To install the development version of Polars or develop new features, you must install some tools outside of R.

  • rustup, the cross-platform Rust installer.
  • The nightly Rust toolchain (required version is recorded in the DESCRIPTION file).
    • On Windows, GNU toolchain is required. For example, rustup toolchain install nightly-2021-10-12-gnu.
  • Windows: Make sure the latest version of Rtools is installed and on your PATH.
  • macOS: Make sure Xcode is installed.
  • Install CMake and add it to your PATH.
  • If generate the website locally, please install Python with venv and Quarto CLI in your PATH.
  • Install Task, used as a task runner.

Note that the Taskfile.yml in the root directory of the repository provides some useful commands (e.g. task setup-dev to install the required version of Rust toolchain dependent R packages, and Python virtual environment).

If you have access to a Dev Container execution environment such as GitHub Codespaces, you can work within a container that contains all of the above tools.

About Rust code for R packages, see also the hellorust package documentation.

Implementing new functions on the Rust side

Here are the steps required for an example contribution, where we are implementing the cosine expression:

  1. Look up the polars.Expr.cos method in py-polars documentation.
  2. Press the [source] button to see the Python implementation
  3. Find the cos py-polars rust implementation (likely just a simple call to the Rust-Polars API)
  4. Adapt the Rust part and place it here.
  5. Adapt the Python frontend syntax to R and place it here.
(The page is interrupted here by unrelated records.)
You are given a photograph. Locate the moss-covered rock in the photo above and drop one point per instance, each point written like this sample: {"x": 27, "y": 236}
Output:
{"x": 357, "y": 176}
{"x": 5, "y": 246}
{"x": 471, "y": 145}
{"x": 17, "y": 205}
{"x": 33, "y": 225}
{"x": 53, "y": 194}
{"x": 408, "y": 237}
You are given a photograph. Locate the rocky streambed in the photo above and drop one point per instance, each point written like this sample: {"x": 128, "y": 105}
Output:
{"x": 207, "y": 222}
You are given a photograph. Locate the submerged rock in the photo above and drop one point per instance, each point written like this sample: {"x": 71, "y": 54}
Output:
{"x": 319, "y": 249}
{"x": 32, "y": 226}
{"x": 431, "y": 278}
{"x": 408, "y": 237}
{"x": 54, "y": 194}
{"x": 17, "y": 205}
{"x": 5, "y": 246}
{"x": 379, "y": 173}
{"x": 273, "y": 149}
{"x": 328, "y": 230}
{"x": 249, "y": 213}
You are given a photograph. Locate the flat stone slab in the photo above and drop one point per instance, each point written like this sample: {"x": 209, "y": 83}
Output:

Add the roxygen docs + examples above.
  6. Notice we use Expr_cos = "use_extendr_wrapper", it means we're just using unmodified the extendr auto-generated wrapper
  7. Write a test here.
  8. Run rextendr::document() to recompile and confirm the added method functions as intended, e.g.
pl$DataFrame(a = c(0, pi/2, pi, NA_real_))$select(pl$col("a")$cos())
  1. Run devtools::test(). See below for how to set up your development environment correctly.
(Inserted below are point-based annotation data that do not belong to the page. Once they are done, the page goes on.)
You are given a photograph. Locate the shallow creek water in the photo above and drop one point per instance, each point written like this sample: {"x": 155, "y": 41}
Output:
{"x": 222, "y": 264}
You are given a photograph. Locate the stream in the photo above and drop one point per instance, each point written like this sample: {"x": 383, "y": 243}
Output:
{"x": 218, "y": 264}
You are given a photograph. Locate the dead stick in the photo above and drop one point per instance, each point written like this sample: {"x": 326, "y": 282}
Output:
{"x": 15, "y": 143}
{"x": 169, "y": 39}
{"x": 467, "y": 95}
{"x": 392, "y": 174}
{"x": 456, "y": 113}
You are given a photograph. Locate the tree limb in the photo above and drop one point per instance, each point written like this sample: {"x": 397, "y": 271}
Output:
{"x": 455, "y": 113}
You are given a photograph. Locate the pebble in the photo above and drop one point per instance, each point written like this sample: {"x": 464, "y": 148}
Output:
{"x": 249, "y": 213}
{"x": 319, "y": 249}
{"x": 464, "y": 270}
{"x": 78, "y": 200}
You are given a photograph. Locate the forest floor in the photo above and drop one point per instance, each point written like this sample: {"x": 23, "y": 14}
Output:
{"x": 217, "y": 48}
There are some wildlife examples of implementations via GitHub Pull Requests:

  • Implementing the $peak_min() and $peak_max() methods for the Expr class: #462
  • Implementing the RPolarsSQLContext class and related functions: #457

Each class object's methods are defined in multiple source files as follows:

  • Methods implemented in Rust structs are written in the extendr-wrappers.R file automatically generated by extendr. (e.g. RPolarsSQLContext$execute)
  • The methods in extendr-wrappers.R are moved to the .pr object by the processing in after-wrappers.R. (e.g. .pr$SQLContext$execute)
  • The zzz.R file (named zzz to be last file sourced) replaces the methods in extendr-wrappers.R with functions prefixed with the class name and deletes the original methods. (e.g. SQLContext_execute is replaced with pl$SQLContext$execute)

API documentation

This package uses the roxygen2 package to generate Rd files.

Note that, some S3 methods exported in the zzz.R file are not recognized as S3 methods by roxygen2 if the suggested package is not loaded.

For example, to generate the documentation for the nanoarrow::as_nanoarrow_array_stream.RPolarsDataFrame function, the nanoarrow package must be installed and loaded.

s3_register("nanoarrow::as_nanoarrow_array_stream", "RPolarsDataFrame")

If not loaded, the Rd file will be generated as a normal function. This is not intended, so please do not commit the updated Rd file.

Updating Rust Polars

When updating the Rust Polars crate that the R package depends on, the following steps are required:

  1. Since the version of the Polars crate is specified by the Git revision, update the rev of all polars-* crates in the src/rust/Cargo.toml file.
  2. Update the Config/polars/RustToolchainVersion field in the DESCRIPTION file to the version of the Rust toolchain specified in the toolchain.channel field of the rust-toolchain.toml file in the Polars crate Git repository.
  3. Update the toolchain to the version specified in the DESCRIPTION file.
  4. Repeat the build, test, and bug fixes of the R package.

Release

Binary library release

After finishing the editing of the Rust library before the R package release, create a library release to GitHub.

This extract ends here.